Willing a way to clean water
The Harvard Gazette profiles the scaling up of IPA's Chlorine Dispensers for Safe Water. An excerpt:
A year and a half ago, a pilot program to give rural families affordable water purification had issued 40 dispensers that served 6,000 people in Kenyan villages. Today, more than 400,000 people in Kenya and other countries have access to clean water based on this method.
The approach, which uses an inexpensive chlorine solution and a plastic dispenser that was custom made to distribute doses at communal water sources, was developed by Michael Kremer, Gates Professor of Developing Societies in the Faculty of Arts and Sciences' Economics Department and a faculty member at the Harvard Kennedy School, Professor of Economics Sendhil Mullainathan, and colleagues at the University of California at Berkeley, the National Bureau of Economic Research, Emory University, and the Bill & Melinda Gates Foundation.
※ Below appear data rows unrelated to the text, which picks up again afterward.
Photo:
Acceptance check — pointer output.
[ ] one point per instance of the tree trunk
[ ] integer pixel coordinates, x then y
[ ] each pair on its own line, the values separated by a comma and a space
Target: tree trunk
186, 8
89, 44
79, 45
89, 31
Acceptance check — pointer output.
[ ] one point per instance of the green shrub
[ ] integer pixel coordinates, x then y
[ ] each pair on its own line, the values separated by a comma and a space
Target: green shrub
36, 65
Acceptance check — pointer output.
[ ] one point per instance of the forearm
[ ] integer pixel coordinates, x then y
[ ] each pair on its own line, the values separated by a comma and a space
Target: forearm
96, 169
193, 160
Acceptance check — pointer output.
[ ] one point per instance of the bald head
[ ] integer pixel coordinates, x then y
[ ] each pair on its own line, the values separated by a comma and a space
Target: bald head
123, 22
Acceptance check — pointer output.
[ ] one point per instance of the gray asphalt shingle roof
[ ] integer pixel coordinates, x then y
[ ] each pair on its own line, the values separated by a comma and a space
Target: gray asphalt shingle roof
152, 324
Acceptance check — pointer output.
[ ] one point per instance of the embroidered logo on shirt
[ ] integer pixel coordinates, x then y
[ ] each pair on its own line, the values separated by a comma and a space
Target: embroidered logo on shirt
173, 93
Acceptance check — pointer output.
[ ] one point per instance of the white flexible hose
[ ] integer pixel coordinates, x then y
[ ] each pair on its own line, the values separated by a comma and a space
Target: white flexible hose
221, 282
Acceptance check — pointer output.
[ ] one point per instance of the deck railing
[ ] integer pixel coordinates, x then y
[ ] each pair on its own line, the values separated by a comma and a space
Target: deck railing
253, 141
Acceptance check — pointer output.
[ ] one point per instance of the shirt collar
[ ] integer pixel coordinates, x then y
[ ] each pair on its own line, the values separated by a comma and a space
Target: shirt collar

Based on the initial study that concluded a year and a half ago, the Gates Foundation supported the nonprofit group Innovations for Poverty Action to scale up the approach, with Daniele Lantagne, a two-year Georgio Ruffolo Research Fellow in Harvard Kennedy School's Sustainability Science Program, providing technical assistance. Several local governments in Kenya, along with the ministries of Water, Public Health and Sanitation, and Education, and the nonprofit One Acre Fund have all invested in the approach.